Joins emcee in not using a gradient based sampler -- here we use importance sampling. I also had to cheat a little bit and take 50,000 samples instead of 1,000 to get the estimates to be reasonable. The samples are pretty fast, but I suspect this does not scale to higher dimensionsNow I have a paper to read about how importance sampling can scale. (but I also suspect that this does allow for defining a more broad class of models than most of the other languages). Defining this model was pretty nice, and I am surprised more languages do not subclass a Model object.

import torch

import pyprob
from pyprob import Model
from pyprob.distributions import Normal


class LinearModel(Model):
    def forward(self):
        X_tensor = torch.as_tensor(X, dtype=torch.float32)

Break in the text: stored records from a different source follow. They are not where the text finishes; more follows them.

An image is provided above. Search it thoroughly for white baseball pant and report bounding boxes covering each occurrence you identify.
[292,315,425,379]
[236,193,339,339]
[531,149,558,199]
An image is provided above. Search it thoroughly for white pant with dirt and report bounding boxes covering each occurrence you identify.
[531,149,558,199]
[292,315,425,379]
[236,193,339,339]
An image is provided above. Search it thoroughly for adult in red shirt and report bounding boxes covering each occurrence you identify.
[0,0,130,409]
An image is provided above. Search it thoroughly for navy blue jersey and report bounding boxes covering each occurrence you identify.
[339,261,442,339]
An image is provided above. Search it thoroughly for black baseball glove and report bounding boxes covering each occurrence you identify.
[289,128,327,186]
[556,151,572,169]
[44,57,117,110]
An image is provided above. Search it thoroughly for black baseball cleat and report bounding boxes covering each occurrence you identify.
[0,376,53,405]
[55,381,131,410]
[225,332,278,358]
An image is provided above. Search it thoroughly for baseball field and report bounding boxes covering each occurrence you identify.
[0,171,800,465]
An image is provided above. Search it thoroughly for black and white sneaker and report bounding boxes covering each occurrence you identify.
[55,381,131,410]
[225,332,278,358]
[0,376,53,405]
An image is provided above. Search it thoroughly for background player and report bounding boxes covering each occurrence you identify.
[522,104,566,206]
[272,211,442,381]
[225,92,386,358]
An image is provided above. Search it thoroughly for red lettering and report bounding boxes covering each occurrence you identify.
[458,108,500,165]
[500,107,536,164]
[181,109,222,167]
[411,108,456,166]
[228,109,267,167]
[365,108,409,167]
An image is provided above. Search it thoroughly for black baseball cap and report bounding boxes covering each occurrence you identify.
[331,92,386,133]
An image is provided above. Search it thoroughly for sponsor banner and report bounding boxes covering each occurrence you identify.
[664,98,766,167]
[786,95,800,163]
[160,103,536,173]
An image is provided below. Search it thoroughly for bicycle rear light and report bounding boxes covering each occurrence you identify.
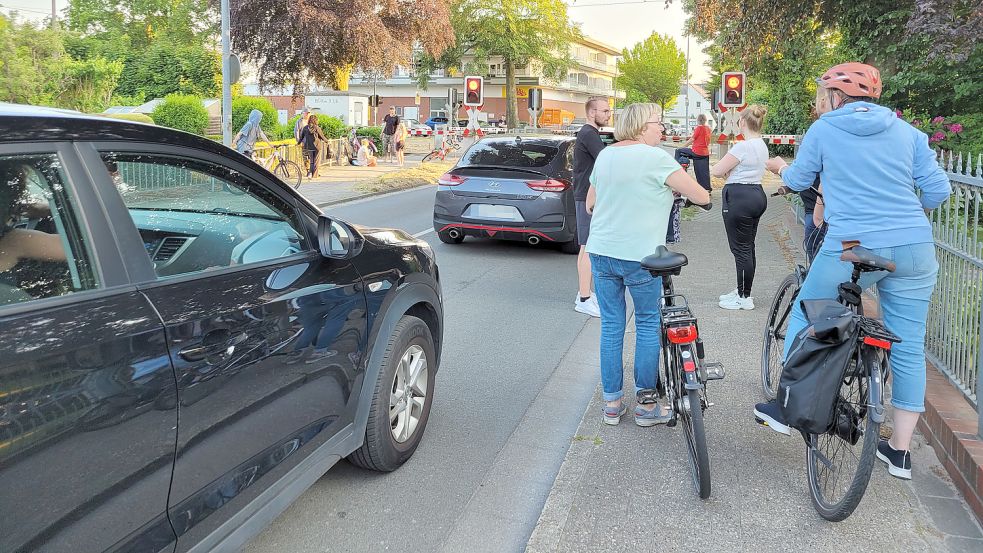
[666,325,698,344]
[864,336,891,350]
[437,173,467,186]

        w = pyprob.sample(Normal(torch.zeros(ndims), torch.ones(ndims)))
        y = Normal(torch.matmul(X_tensor, w), 0.1 * torch.ones(ndata))

        pyprob.observe(y, name='y_obs')
        return w

model = LinearModel()

posterior = model.posterior_distribution(
    num_traces=50_000,
    inference_engine=pyprob.InferenceEngine.IMPORTANCE_SAMPLING,
    observe={'y_obs': torch.as_tensor(y_obs, dtype=torch.float32)})

Accuracy

I have confidence that all the libraries implement their algorithm of choice correctly, and I tried to write a simple model that would provide some reasonable samples from the correct posterior. This section only tries to verify that my implementations are reasonable.

To say again with a stronger font, any errors shown here are (probably) MCMC error, and should not be interpreted as an implementation being "good" or "bad". It is a bigger, more careful job to benchmark performance, which is definitely not what this chart does.

Error for each of the five coordinates of the weight vector. Note the \(y\)-axis, so to a first approximation, these are all pretty good. Accuracy of the MCMC samples.